Working hand in hand with Dr Kaushal Vora and the staff of ANFF-ACT, Ms Wei optimized various parameters of her design, including array geometry and nanowire diameter and length. Under Dr Vora’s guidance, she mastered the art of fine tuning her fabrication method and troubleshooting her design to successfully produce one of the world’s best chemical sensors that selectively detects NO2.

The Fu research group’s proof-of-concept device is a game changer for air pollution monitoring, providing local data in real-time with outstanding selectivity. Current instruments have limited sensitivity at parts per million.
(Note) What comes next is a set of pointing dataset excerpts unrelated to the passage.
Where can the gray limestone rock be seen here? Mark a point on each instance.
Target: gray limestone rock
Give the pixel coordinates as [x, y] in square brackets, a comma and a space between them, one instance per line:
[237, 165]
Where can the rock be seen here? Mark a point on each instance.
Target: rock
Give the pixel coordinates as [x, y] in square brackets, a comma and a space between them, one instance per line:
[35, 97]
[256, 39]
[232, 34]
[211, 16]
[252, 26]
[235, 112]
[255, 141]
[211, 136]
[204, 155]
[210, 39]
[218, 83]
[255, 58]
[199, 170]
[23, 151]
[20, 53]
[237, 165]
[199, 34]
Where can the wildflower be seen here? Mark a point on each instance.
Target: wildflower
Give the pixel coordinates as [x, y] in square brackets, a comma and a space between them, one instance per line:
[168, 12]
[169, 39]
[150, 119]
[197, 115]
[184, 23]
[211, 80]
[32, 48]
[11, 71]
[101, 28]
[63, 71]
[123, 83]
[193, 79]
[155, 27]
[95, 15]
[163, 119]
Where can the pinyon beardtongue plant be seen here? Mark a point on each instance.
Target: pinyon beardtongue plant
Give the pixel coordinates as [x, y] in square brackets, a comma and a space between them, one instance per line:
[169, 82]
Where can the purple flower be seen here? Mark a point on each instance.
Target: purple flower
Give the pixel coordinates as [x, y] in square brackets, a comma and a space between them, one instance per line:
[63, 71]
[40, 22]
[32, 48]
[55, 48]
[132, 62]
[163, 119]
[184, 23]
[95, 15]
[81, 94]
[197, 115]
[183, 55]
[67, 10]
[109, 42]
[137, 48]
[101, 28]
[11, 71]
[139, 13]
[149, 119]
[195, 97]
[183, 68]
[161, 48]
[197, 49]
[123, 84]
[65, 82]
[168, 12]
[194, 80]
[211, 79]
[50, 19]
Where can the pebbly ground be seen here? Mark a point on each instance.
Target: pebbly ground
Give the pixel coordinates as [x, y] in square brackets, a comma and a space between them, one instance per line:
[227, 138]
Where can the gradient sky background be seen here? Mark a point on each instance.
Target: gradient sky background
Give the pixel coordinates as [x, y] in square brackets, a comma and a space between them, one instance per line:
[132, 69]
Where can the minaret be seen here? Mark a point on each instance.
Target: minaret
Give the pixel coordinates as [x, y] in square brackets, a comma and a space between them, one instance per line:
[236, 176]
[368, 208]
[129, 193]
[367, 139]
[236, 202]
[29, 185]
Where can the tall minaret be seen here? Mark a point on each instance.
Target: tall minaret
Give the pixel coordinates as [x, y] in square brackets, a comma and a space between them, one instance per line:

Their chemiresistive InP gas sensor can detect amounts as little as 3.1 parts per billion, which is necessary to accurately measure repeated exposures to this chemical at the relevant concentration levels.

At less than 5 mm x 5 mm in size, this miniaturised sensor has the potential for integration into the on-board electronics in our vehicles. Providing real-time data on NO2 levels in a car’s interior will provide drivers with critical information to limit their exposure to this toxic gas with simple actions such as recirculating the air and closing the windows.